Earlier this month, AdvancePCS, a pharmacy benefits manager (PBM) acquired by Caremark last year, agreed to a $137.5 million fine and a five-year injunction and settlement agreement with the U.S. Department of Justice and the U.S. Attorney’s Office for the Eastern District of Pennsylvania. The settlement resolved an extensive investigation into allegations associated with the PBM’s operational practices.
United States Food, Drugs, Healthcare, Life Sciences

Earlier this month,AdvancePCS, a pharmacy benefits manager (PBM) acquired by Caremark last year, agreed to a $137.5 million fine and a five-year injunction and settlement agreement with the U.S. Department of Justice and the U.S. Attorney’s Office for the Eastern District of Pennsylvania. The settlement resolved an extensive investigation into allegations associated with the PBM’s operational practices. The whistleblower suit was initiated by two former AdvancePCS executives. AdvancePCS admitted no wrongdoing.

The covered conduct occurred between 1996 and early 2004 and involved both Medicare and the Federal Employee Health Benefits Program. The government alleged that AdvancePCS received kickbacks from pharmaceutical manufacturers in exchange for favorable treatment of their products under contracts with government programs, that AdvancePCS paid kickbacks as an inducement to signing contracts, and that that excess fees paid to AdvancePCS in connection with fee-for-service arrangements resulted in the submission of false claims.

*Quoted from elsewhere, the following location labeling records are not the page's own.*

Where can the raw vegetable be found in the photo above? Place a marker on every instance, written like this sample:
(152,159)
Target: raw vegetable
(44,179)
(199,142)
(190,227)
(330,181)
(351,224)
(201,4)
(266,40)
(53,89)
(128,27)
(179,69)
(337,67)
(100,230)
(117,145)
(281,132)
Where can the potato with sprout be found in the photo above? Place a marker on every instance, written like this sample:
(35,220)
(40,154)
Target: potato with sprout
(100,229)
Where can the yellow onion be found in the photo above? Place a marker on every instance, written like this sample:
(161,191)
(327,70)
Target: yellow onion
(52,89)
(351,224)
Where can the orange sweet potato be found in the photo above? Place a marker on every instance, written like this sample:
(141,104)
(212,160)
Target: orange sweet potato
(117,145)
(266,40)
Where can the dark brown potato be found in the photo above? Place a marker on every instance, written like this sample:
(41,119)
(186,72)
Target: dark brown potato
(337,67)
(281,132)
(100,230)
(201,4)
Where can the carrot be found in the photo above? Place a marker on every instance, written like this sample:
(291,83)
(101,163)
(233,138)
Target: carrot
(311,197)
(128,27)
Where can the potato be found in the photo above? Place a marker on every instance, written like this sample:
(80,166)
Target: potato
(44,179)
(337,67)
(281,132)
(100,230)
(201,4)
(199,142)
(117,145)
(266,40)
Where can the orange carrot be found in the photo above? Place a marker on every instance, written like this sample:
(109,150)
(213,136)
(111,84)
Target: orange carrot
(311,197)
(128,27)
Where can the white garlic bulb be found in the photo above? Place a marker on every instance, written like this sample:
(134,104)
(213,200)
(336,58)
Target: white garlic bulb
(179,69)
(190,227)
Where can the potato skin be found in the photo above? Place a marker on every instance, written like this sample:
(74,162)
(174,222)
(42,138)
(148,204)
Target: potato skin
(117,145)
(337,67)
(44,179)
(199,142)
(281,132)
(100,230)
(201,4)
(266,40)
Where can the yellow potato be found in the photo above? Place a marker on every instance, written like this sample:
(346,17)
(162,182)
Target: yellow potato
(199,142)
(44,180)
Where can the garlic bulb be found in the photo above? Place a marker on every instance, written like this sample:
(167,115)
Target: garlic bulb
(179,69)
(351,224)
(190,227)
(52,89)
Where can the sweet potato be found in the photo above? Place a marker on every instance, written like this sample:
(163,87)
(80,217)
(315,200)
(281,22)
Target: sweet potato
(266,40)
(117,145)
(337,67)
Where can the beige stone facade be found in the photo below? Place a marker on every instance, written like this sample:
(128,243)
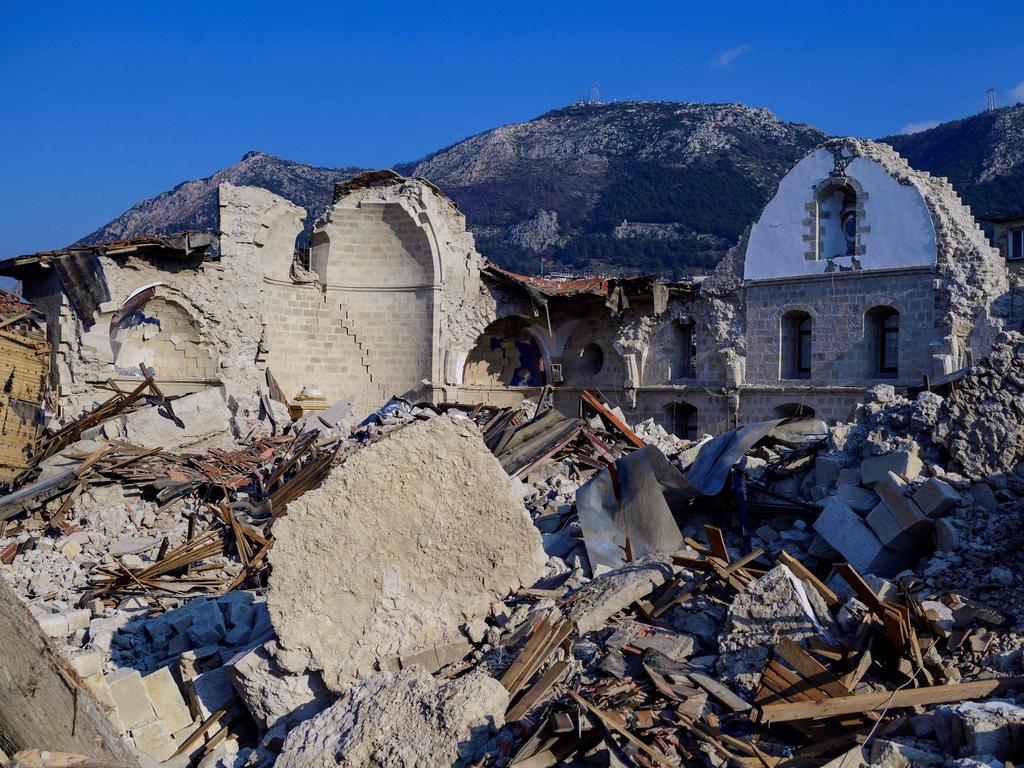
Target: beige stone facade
(859,270)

The Settlement covers conduct by AdvancePCS, and does not resolve claims that were made against its now parent Caremark in nine states and the District of Columbia or other federal and state claims. The settlement is similar to one that was reached last year by Medco, which paid $29 million to settle allegations that it received payments from its former parent, Merck, to switch patients to Merck drugs.

The Settlement Agreement and Injunction

The Settlement Agreement and Injunction impose sweeping prospective obligations on AdvancePCS, which will affect pharmaceutical manufacturers, client plans, and plan participants. Key provisions include disclosures designed to promote transparency and restrictions on drug interchange programs.

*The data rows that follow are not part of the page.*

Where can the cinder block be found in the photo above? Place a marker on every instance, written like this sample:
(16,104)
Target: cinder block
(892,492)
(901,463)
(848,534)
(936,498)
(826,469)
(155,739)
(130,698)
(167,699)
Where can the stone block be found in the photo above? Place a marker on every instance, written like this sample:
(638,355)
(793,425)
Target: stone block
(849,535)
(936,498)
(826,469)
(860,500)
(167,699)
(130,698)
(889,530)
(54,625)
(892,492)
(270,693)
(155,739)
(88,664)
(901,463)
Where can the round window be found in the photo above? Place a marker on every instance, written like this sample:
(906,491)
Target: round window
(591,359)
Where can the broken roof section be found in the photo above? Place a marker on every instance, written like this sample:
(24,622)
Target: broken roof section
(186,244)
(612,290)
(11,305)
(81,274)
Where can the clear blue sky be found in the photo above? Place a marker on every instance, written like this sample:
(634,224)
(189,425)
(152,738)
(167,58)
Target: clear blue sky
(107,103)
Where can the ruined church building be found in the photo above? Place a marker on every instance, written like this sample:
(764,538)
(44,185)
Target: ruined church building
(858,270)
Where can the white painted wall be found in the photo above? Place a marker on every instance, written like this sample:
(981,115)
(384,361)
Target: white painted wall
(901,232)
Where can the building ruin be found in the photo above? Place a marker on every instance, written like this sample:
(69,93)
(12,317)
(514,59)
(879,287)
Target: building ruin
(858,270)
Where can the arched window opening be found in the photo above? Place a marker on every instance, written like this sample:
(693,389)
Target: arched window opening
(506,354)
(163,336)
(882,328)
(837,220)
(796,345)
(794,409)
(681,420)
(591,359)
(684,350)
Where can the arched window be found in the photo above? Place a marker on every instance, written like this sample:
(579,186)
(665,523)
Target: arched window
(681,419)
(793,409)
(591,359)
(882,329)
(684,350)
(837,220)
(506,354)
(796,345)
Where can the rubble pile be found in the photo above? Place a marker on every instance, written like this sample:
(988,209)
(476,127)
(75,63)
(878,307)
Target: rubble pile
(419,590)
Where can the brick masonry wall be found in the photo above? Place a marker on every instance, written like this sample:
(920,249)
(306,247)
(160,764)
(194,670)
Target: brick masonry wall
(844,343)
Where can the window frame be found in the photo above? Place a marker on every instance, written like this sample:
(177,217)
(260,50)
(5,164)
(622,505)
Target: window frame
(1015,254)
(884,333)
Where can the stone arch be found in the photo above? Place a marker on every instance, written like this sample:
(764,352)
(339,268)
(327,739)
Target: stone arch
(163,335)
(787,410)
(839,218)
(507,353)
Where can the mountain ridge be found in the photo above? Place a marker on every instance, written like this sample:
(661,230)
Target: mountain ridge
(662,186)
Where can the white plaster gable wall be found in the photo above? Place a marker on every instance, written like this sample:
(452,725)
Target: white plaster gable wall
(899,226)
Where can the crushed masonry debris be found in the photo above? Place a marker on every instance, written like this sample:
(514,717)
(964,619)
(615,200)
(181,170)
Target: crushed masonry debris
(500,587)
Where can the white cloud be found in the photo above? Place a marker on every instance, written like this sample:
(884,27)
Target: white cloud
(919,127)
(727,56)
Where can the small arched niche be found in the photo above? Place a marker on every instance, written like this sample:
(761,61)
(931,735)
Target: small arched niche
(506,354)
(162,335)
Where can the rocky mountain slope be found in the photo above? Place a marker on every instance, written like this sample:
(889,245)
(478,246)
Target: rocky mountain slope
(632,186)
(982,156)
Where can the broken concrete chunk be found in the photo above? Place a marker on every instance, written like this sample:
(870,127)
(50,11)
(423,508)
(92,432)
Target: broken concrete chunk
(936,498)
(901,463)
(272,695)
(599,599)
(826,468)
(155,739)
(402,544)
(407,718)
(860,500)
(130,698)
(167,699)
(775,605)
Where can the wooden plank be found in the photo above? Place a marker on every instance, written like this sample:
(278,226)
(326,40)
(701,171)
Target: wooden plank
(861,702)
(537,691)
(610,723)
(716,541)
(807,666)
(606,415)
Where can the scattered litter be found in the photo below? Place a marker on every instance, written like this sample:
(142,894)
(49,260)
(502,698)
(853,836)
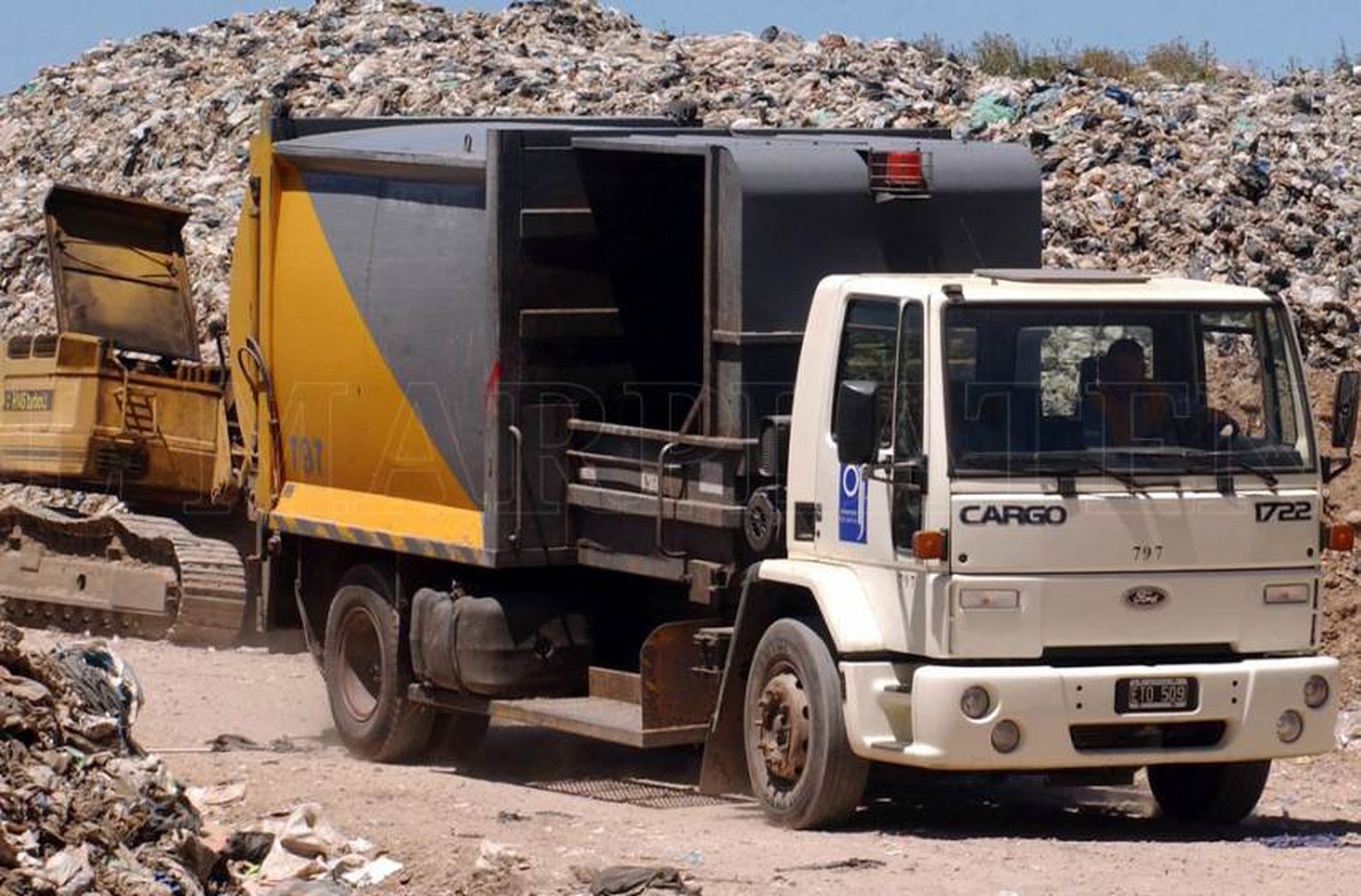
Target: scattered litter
(1303,842)
(83,806)
(632,880)
(843,865)
(217,794)
(375,872)
(495,857)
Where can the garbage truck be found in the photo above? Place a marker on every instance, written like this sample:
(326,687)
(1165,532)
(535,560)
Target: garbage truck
(775,443)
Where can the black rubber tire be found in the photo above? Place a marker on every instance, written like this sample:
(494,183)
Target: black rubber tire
(395,727)
(457,735)
(832,782)
(1222,793)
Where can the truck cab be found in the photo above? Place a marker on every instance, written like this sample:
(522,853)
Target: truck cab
(1051,521)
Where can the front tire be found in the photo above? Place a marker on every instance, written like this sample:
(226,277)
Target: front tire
(367,676)
(802,768)
(1224,793)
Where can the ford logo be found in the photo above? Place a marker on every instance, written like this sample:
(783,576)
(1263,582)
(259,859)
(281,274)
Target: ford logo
(1145,596)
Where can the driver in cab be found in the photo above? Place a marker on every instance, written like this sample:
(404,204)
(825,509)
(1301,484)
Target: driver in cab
(1126,407)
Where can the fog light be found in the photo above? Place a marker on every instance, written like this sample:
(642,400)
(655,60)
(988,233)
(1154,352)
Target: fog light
(1315,692)
(974,703)
(1289,726)
(1006,735)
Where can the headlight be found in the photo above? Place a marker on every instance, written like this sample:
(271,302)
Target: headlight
(1287,594)
(974,703)
(1289,726)
(990,599)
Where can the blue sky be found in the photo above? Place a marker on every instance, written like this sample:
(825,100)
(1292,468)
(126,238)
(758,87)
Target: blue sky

Disclosures to Client Plans

In new or amended contracts with Client Plans,AdvancePCS must disclose information regarding its products, services and pricing, such as a description of the products and services provided and amounts paid. AdvancePCS must use the same national data source for pricing to Client Plans and reimbursement to the dispensing pharmacy, and make simultaneous pricing changes to Client Plan pricing and the pharmacy’s reimbursement rate. Client Plans must be provided access to information reasonably necessary to audit contract compliance.

Manufacturer Payments

The agreement describes two types of Manufacturer Payments: (1) Formulary Payments, made in return for formulary placement and drug utilization, and (2) Additional Payments, such as rebates, commissions, data fees, administrative fees, and fees under product and services agreements. AdvancePCS must disclose to each Client Plan with an existing or proposed contract that it:

  • Receives Manufacturer Payments that may or may not be passed through to the Client Plans; and
  • Will provide quarterly and annual reports to the Client Plan detailing the net revenue from sales of prescription drugs to clients, total drug expenditures for the Client Plan, Manufacturer Payments for the reporting period as a percentage of net revenue within a range of three (3) percentage points, and the respective percentages of Manufacturer Payments that were Formulary Payments and Additional Payments.

Additional Disclosures

Retail Pharmacies

In new or amended contracts, AdvancePCS must use "reasonable best efforts" to require that the pharmacy disclose to Plan Participants if the pharmacy’s usual and customary price for the drug is less than the applicable co-pay and to allow Plan Participants to pay the lower amount.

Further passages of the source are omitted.